OBJECTIVES:Ceftaroline and ceftobiprole are new parenteral cephalosporins with potent activity against methicillin-resistant (MR) staphylococci, which are the leading cause of prosthetic joint infections (PJIs). The aim of this study was to determine and compare the in vitro activities of both molecules against staphylococcal isolates recovered from clinically documented PJIs. METHODS: A collection of 200 non-duplicate clinical isolates [100 Staphylococcus aureus and 100 coagulase-negative staphylococci (CoNS), including 19 and 27 MR isolates, respectively] was studied. Minimum inhibitory concentrations (MICs) of oxacillin, ceftaroline, ceftobiprole, vancomycin, teicoplanin, clindamycin, levofloxacin, linezolid and daptomycin were determined by the broth microdilution method. Bactericidal activity (at 4× MIC) of ceftaroline, ceftobiprole, vancomycin, teicoplanin, linezolid and daptomycin was assessed by time-kill assay. RESULTS: Among the S. aureus isolates, 100% were susceptible to ceftaroline (MIC50/90, 0.25/0.5μg/mL) and 98% were susceptible to ceftobiprole (MIC50/90, 0.5/1μg/mL), regardless of their methicillin resistance.

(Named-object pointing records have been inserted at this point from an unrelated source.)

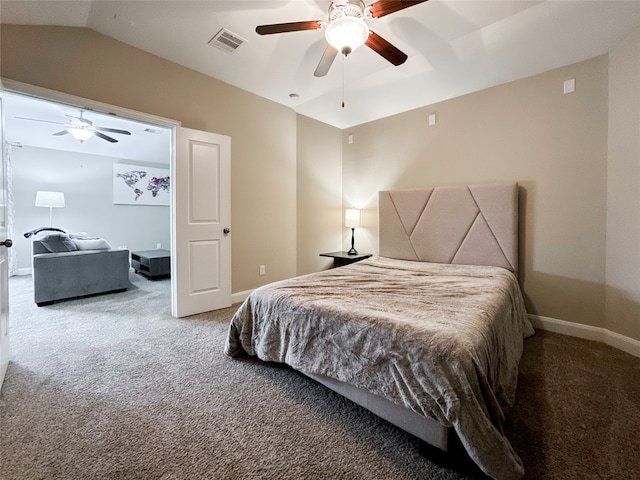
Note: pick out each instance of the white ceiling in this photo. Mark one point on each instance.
(455, 47)
(147, 143)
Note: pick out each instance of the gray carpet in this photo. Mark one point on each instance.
(113, 387)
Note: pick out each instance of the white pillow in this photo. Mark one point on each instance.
(92, 244)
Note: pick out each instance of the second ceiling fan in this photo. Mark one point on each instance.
(347, 30)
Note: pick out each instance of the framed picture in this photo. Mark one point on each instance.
(138, 185)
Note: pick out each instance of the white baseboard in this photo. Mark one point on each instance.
(587, 332)
(240, 297)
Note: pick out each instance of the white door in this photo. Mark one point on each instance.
(4, 259)
(201, 210)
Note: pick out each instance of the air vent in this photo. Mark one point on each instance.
(226, 40)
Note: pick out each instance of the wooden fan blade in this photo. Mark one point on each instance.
(104, 137)
(288, 27)
(385, 7)
(326, 61)
(113, 130)
(378, 44)
(38, 120)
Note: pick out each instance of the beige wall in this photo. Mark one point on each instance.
(319, 183)
(82, 62)
(528, 131)
(623, 192)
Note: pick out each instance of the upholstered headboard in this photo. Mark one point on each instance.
(470, 224)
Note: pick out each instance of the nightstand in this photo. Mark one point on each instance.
(340, 259)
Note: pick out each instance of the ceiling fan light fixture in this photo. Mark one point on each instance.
(80, 134)
(345, 34)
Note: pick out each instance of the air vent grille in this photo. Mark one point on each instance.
(226, 40)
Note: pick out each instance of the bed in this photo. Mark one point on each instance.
(427, 335)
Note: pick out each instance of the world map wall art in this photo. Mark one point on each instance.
(138, 185)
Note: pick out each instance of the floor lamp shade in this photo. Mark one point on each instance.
(51, 200)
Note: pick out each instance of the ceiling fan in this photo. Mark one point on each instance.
(82, 129)
(347, 30)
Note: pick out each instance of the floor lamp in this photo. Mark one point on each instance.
(51, 200)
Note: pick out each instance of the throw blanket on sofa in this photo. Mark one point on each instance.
(442, 340)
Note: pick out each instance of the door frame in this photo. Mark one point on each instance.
(14, 86)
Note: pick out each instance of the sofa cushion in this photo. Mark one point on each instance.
(56, 242)
(92, 244)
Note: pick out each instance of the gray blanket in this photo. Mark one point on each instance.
(442, 340)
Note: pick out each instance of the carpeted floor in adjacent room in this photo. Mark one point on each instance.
(113, 387)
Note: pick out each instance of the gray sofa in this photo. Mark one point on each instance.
(65, 267)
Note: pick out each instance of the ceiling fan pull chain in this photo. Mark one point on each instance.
(343, 67)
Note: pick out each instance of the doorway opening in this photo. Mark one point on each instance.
(44, 156)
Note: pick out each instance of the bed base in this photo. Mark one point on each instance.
(425, 428)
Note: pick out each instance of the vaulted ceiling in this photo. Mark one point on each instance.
(454, 47)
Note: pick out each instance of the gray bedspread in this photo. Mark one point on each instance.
(442, 340)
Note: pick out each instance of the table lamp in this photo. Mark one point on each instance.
(352, 220)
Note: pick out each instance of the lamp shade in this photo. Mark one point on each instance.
(81, 134)
(50, 199)
(345, 34)
(352, 218)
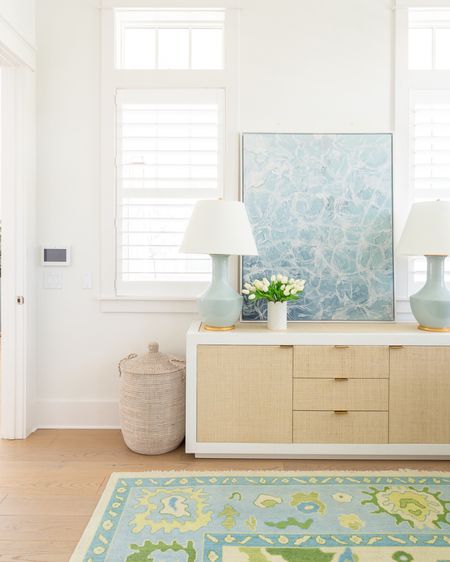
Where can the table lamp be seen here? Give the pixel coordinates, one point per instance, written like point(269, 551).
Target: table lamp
point(219, 228)
point(427, 232)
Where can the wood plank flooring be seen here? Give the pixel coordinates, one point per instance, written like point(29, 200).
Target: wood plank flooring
point(51, 482)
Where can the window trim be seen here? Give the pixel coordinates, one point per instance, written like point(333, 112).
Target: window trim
point(113, 79)
point(405, 80)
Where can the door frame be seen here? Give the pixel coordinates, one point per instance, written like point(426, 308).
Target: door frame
point(17, 163)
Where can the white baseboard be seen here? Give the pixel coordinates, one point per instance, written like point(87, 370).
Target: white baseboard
point(80, 414)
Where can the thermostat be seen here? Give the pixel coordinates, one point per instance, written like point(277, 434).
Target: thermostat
point(55, 255)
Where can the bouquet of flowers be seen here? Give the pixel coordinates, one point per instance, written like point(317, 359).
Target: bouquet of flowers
point(279, 289)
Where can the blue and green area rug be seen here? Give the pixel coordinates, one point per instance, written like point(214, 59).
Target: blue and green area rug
point(270, 517)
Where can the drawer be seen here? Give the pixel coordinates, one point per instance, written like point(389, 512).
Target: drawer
point(352, 427)
point(341, 394)
point(356, 361)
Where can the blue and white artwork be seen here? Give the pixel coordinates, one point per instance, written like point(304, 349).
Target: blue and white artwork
point(321, 210)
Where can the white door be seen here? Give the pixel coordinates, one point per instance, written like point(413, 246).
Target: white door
point(17, 146)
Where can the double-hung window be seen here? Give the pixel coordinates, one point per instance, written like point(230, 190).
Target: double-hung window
point(167, 141)
point(422, 118)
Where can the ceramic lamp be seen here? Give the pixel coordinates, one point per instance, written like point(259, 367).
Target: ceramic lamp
point(219, 228)
point(427, 232)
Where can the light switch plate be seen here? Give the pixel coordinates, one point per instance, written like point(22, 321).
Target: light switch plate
point(87, 280)
point(53, 280)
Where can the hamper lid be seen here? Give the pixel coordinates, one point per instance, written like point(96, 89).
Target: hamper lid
point(152, 363)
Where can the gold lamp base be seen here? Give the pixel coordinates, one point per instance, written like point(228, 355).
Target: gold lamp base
point(218, 328)
point(428, 329)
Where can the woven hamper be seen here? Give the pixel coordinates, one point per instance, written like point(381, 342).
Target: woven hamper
point(152, 401)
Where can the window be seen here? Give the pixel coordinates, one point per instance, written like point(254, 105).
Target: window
point(429, 38)
point(169, 147)
point(169, 39)
point(423, 115)
point(169, 138)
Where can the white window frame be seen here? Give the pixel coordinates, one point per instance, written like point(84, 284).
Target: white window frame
point(112, 79)
point(407, 81)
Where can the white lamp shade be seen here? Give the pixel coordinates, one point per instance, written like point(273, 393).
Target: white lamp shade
point(219, 227)
point(427, 230)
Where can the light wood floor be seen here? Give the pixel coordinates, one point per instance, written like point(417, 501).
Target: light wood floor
point(51, 482)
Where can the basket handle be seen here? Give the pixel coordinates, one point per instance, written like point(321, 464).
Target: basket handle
point(119, 364)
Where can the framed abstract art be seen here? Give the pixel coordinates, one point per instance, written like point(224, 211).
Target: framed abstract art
point(321, 209)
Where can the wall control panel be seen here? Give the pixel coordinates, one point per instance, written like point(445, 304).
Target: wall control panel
point(55, 255)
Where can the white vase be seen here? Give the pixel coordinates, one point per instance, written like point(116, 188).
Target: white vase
point(277, 315)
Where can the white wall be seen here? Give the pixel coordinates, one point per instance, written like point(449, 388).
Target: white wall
point(321, 66)
point(20, 15)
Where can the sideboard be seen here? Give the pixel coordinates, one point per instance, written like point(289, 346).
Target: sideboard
point(318, 390)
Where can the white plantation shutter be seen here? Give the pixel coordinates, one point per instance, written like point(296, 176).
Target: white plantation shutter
point(169, 155)
point(430, 161)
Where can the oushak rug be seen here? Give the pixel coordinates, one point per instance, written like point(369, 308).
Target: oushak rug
point(270, 516)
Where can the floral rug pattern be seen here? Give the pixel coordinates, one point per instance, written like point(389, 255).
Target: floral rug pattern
point(270, 517)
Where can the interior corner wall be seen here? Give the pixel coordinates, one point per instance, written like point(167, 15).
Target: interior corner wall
point(20, 16)
point(321, 66)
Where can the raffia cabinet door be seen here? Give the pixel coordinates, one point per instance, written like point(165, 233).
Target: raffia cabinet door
point(244, 394)
point(419, 402)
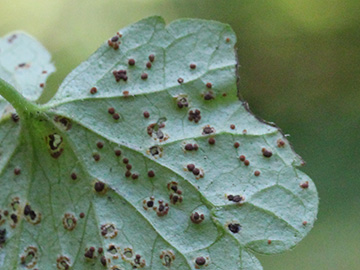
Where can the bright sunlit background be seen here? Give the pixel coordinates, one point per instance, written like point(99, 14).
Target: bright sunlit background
point(300, 66)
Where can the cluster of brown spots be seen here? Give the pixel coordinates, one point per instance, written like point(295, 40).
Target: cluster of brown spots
point(266, 153)
point(15, 117)
point(175, 192)
point(234, 227)
point(146, 114)
point(194, 115)
point(236, 198)
point(73, 176)
point(100, 187)
point(63, 263)
point(17, 171)
point(69, 221)
point(182, 101)
point(191, 147)
point(151, 173)
point(31, 216)
point(115, 42)
point(135, 260)
point(2, 237)
point(64, 122)
point(90, 253)
point(305, 185)
point(208, 130)
point(167, 257)
point(30, 257)
point(55, 141)
point(131, 62)
point(201, 262)
point(197, 218)
point(280, 143)
point(120, 75)
point(155, 151)
point(192, 66)
point(151, 57)
point(108, 231)
point(96, 157)
point(209, 96)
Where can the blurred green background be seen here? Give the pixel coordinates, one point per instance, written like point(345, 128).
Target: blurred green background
point(300, 66)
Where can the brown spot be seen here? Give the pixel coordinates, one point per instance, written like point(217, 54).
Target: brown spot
point(131, 62)
point(93, 90)
point(151, 173)
point(146, 114)
point(17, 171)
point(197, 218)
point(151, 57)
point(99, 186)
point(116, 116)
point(305, 185)
point(111, 110)
point(144, 76)
point(100, 145)
point(96, 157)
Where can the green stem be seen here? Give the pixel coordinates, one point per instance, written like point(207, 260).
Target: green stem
point(18, 101)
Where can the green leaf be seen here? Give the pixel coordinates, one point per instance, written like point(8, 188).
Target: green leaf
point(167, 170)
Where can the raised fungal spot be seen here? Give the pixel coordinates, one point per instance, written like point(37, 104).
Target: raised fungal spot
point(151, 57)
point(194, 116)
point(89, 253)
point(182, 101)
point(280, 143)
point(30, 257)
point(69, 221)
point(15, 117)
point(63, 263)
point(305, 185)
point(167, 257)
point(63, 122)
point(120, 75)
point(197, 218)
point(31, 216)
point(93, 90)
point(17, 171)
point(208, 130)
point(108, 231)
point(266, 153)
point(234, 227)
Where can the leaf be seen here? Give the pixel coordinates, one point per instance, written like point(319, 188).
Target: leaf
point(168, 170)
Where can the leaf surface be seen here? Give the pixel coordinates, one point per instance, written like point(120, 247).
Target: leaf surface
point(152, 163)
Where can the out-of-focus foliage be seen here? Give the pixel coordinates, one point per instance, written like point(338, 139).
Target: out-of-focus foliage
point(302, 55)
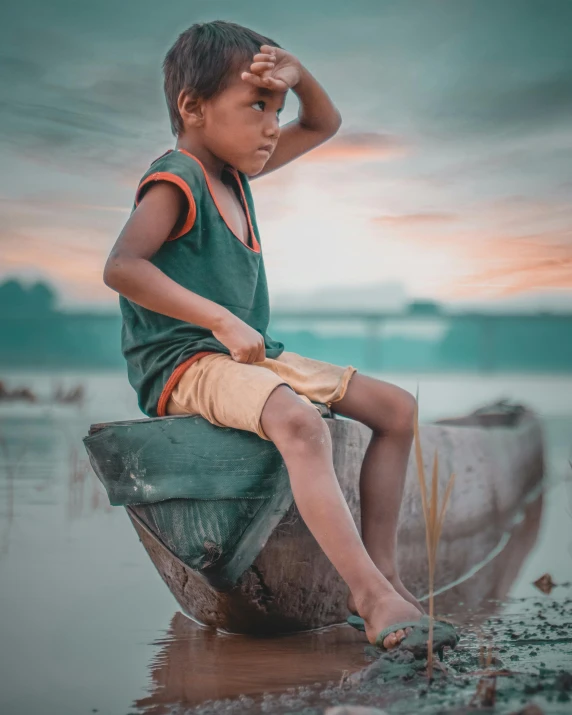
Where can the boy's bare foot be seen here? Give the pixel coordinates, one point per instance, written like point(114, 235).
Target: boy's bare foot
point(391, 608)
point(401, 590)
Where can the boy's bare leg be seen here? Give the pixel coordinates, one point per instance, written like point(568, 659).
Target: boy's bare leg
point(389, 412)
point(303, 439)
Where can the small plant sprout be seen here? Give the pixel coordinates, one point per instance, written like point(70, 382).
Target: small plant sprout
point(434, 517)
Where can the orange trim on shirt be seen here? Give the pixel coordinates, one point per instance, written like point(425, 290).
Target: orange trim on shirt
point(253, 240)
point(174, 379)
point(173, 179)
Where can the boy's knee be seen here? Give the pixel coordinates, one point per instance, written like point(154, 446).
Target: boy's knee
point(404, 411)
point(295, 423)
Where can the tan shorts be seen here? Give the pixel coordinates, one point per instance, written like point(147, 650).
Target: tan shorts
point(233, 394)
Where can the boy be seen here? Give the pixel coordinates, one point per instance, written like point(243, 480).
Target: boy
point(194, 299)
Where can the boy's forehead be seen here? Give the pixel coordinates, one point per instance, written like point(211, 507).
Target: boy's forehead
point(256, 92)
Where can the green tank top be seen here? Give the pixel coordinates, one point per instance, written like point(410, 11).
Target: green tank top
point(207, 258)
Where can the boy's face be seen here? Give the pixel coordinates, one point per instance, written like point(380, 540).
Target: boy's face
point(241, 125)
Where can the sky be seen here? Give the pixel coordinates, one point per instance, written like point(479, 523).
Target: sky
point(450, 178)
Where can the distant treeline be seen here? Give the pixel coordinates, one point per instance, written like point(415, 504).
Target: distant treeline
point(35, 335)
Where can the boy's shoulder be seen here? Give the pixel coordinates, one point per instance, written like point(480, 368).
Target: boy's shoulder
point(179, 168)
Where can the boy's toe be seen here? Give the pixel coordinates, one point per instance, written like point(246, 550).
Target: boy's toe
point(390, 641)
point(394, 639)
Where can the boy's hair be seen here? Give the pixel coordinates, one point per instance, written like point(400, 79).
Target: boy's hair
point(203, 59)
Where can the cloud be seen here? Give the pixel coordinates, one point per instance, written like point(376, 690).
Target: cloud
point(359, 146)
point(508, 265)
point(406, 220)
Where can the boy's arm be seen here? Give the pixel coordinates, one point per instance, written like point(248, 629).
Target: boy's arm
point(130, 272)
point(318, 119)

The two ceftobiprole-non-susceptible strains (including one MRSA) showed MICs at 4mg/L. Against CoNS isolates, ceftaroline and ceftobiprole exhibited in vitro potency with MIC50/90 values at 0.06/0.25μg/mL and 0.25/1μg/mL, respectively. At 4× MIC, ceftaroline and ceftobiprole showed rapid and marked bactericidal activity against both S. aureus and CoNS (after 24/12h and 12/6h of incubation, respectively), whilst none of the other molecules tested had a bactericidal effect by 24h. CONCLUSIONS: This study showed that ceftaroline and ceftobiprole have excellent in vitro activity against clinical isolates of staphylococci involved in PJIs. These molecules may therefore represent promising alternatives for the treatment of such infections.